Le chef de la diplomatie française Jean-Marc Ayrault était reçu dimanche matin par le Premier ministre Benjamin Netanyahu auquel il devait présenter l’initiative de son pays destinée à ranimer l’effort de paix avec les Palestiniens, ont constaté les journalistes de l’AFP.

Ayrault rencontrait Netanyahu dans la matinée à Jérusalem, puis vers midi le président de l’Autorité palestinienne Mahmoud Abbas pour leur exposer de vive voix et au plus haut niveau, après des mois de discret travail préparatoire, le projet français de conférence internationale.

Voici le plan communiqué par les autorités françaises :

1. Conférence internationale :
– « La France agit en totale transparence à l’égard d’Israël. C’est l’objet même de la visite de Jean-Marc Ayrault qui est attaché à un dialogue étroit avec ses interlocuteurs israéliens. Israël a fait partie des tout premiers pays visités par son envoyé spécial Pierre Vimont.

– Le ministre a pris note des interrogations israéliennes et fait un point sur la préparation de la réunion ministérielle de Paris.

– Nous ne visons ni à préempter ni à contourner les négociations directes entre les deux parties, seule voie pour résoudre le conflit, comme le rappellent les Israéliens. Le problème c’est qu’il n’y a, actuellement, aucune négociation.

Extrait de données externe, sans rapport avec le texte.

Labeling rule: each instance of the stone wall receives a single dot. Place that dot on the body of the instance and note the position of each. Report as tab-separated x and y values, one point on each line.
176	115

– le ministre a rappelé que l’objectif de l’initiative française est de remobiliser la communauté internationale autour d’objectifs communs que sont le renouvellement de l’engagement en faveur de la solution des deux Etats et la création des conditions favorables à la reprise des négociations directes entre les parties.

2. Résolution UNESCO
– Le ministre a voulu dissiper les malentendus qu’ont causés le vote de la France à l’UNESCO sur la situation à Jérusalem.

– Il a rappelé que la position de la France sur Jérusalem n’a pas changé : Jérusalem est une ville fondamentale pour les trois grandes religions monothéistes et appartient à tous les croyants, Juifs, Chrétiens et Musulmans. La France est engagée en faveur de la liberté d’accès et de culte à Jérusalem.

– Des formulations malencontreuses et blessantes, qui auraient pu et dû être évitées, ont créé des malentendus. La France le regrette. Le Premier ministre français a été très clair à cet égard à la tribune de l’Assemblée nationale et du Sénat.

3. Autre
– Le ministre a condamné sans réserve le terrorisme, qu’il frappe Israël, les pays arabes ou la France. Il a exprimé sa solidarité avec les familles des victimes en Israël, dont certaines sont françaises. »

La conférence aurait lieu avant la fin de l’année. La France prévoit le 30 mai une réunion ministérielle qui en jetterait les bases, avec une vingtaine de pays, l’Union européenne et l’ONU, mais sans Israéliens ni Palestiniens pour ne pas condamner d’emblée l’effort à l’échec.

Ayrault sait pouvoir compter sur le soutien palestinien dans son ambition de ramener à la vie la vieille entreprise visant à résoudre l’un des plus vieux conflits de la planète.

Le gouvernement israélien a exprimé à plusieurs reprises son opposition.

Le gouvernement de Benjamin Netanyahu a fustigé ces dernières semaines du vote par la France en avril d’une décision de l’Unesco sur le patrimoine culturel palestinien et Jérusalem Est.

Le gouvernement israélien s’est indigné que le texte ne fasse jamais référence à l’esplanade des Mosquées comme mont du Temple, l’appellation sous laquelle les juifs révèrent le lieu, ou ne cite le mur Occidental qu’entre guillemets. La décision de l’Unesco niant le lien historique entre les juifs et Jérusalem.

Les Français s’attendaient à ce que Netanyahu soulève la question devant Ayrault.

Les responsables français se sont succédé pour tenter de dissiper le trouble causé à leur initiative.

« Il y a dans cette résolution de l’Unesco des formulations malheureuses, maladroites, qui heurtent et qui auraient dû être incontestablement évitées », a dit le Premier ministre Manuel Valls, rejoignant son ministre de l’Intérieur, Bernard Cazeneuve, dans sa critique de la résolution.

Valls a cependant ajouté que « cette résolution ne [changeait] rien dans la politique de la France ».